Selon l’INSEE, en 2019, 15 % des personnes de 15 ans ou plus n’ont pas utilisé Internet au cours de l’année, tandis que 38 % des usagers manquent d’au moins une compétence numérique de base et 2 % sont dépourvus de toute compétence. 38%, une paille, n’est-ce pas ? Et pour peu que l’on tienne compte de l’impéritie face à des applications mal foutues ou trop complexes, c’est bien une majorité de la population qui se retrouve aujourd’hui en marge de ce que l’on nous vend comme un progrès.
Et s’il fallait en rajouter, à ces causes d’exclusion se greffent les chausse-trappes liées à cet usage : hameçonnage, fausses informations, voire escroqueries pures et simples.

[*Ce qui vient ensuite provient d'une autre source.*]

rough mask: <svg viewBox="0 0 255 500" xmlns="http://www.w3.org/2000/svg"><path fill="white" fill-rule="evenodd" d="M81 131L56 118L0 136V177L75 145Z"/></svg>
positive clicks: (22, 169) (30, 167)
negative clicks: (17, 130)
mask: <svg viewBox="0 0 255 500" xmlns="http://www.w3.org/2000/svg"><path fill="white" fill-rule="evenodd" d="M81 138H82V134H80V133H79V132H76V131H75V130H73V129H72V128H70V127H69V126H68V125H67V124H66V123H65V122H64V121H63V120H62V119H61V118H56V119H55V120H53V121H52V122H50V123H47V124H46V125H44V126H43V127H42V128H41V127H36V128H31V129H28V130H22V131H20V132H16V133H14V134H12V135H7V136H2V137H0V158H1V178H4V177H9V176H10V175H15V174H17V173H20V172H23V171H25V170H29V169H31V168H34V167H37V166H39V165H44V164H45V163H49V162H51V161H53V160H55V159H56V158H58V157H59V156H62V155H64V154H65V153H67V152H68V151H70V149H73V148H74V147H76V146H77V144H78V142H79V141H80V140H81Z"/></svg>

Avec trente ans de moins, je fais partie des personnes qui ont grandi en parallèle de l’informatique domestique et en immersion dans leur univers. Ne riez pas, le premier ordi sur le clavier duquel j’ai interagi, il y a une quarantaine d’années, était un 64k et tournait sur des cassettes audio. Cette informatique domestique balbutiante s’est développée et pseudo-démocratisée. J’ai grandi dans cette culture, jusqu’à une époque récente avec l’utilisation des outils toujours plus complexes que permettait ce progrès. Et pourtant, je deviens de plus en plus manchot face à l’évolution de l’espace informatique.
Piratage, arnaques, bidonnage d’images, vol de données… créent une situation d’une telle complexité qu’il me faut de plus en plus en plus de béquilles pour me mouvoir dans cet univers. J’ai parfois recours à mes enfants ou à des professionnels pour compenser mes carences. Et pourtant, dans ma tranche d’âge, je fais partie des citoyens plutôt avertis face à l’usage du numérique.
J’ai conscience d’être largué peu à peu et aussi de ne pas rentrer dans les cases, au sens strict de cette expression. Parfois, pour remplir en ligne certaines paperasses, le choix des items ne correspond pas à mon mode de vie. J’ai un bail de vingt ans à titre gracieux, ça s’appelle un commodat, pas de factures d’électricité à mon adresse, nous partageons en communauté les charges domestiques et foncières et donc, pour justifier de mon adresse, je n’ai que mon fameux commodat. Mes démarches finissent généralement physiquement devant un conseiller, ce qui l’amène à son tour à s’arracher les cheveux devant le logiciel de son organisme (banque, assurance ou autre) pour me faire rentrer dans les cases. Souvent à court de justificatifs, on me demande mes factures de téléphone mobile, un comble. Un portable, itinérant par définition, pour justifier d’une résidence, il y a longtemps que le ridicule ne tue plus.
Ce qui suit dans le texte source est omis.